I don't know what author you're talking about, but taking that limit is what has to be done simply by the definition of improper

integral with one of the limits being a point of unboundness for the function...

DonAntonio

3. Jul 22, 2012

### marellasunny

Yes,i understand this case.But,what if I had a case of a function best described by limit->0-?
Will I not have a problem when I substitute 0- into the square root?

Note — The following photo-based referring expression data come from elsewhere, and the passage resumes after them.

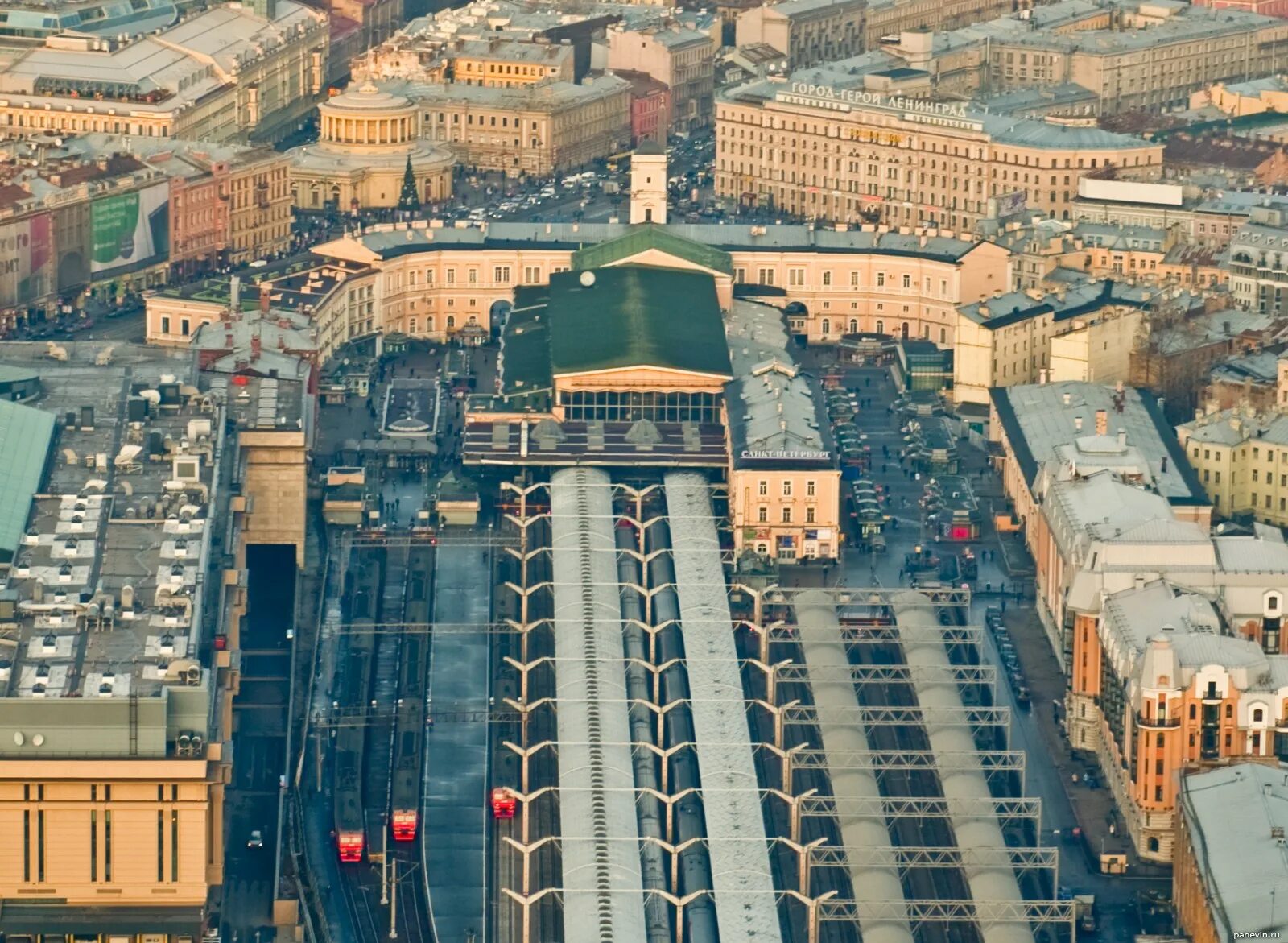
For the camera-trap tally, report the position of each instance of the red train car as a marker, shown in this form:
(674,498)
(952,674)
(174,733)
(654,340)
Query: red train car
(405,825)
(351,846)
(502,803)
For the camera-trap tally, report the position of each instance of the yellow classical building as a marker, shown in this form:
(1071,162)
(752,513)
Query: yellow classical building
(367,138)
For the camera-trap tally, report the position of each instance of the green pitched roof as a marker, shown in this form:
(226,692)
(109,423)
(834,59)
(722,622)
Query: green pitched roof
(644,238)
(631,316)
(26,436)
(637,316)
(526,344)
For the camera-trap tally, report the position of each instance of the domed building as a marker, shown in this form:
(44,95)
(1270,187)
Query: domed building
(361,156)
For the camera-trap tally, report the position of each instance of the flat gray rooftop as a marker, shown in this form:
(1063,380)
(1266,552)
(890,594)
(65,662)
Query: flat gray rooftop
(111,566)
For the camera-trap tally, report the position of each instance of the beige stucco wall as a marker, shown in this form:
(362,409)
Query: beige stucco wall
(764,492)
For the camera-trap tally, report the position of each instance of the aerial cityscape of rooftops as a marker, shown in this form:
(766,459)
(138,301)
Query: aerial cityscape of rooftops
(845,449)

I can't exactly describe the function,I mean it for some arbitrary function have variable 'x' under the square root and me having to apply limit->0-.Wont this give rise to a imaginary number?

4. Jul 22, 2012

### Number Nine

Taking the limit from below would result in the expression being undefined.

5. Jul 22, 2012

### DonAntonio

I'm not completely sure I follow you, but the function in the integral is defined only for positive real numbers: whatever you want

to do with it will have to comply with this restriction. Thus, there is not meaning to the expression
$$\lim_{x\to 0^-}\sqrt x$$
as it assumes the existence of the square roots of negative numbers within the real numbers, which is absurd.

DonAntonio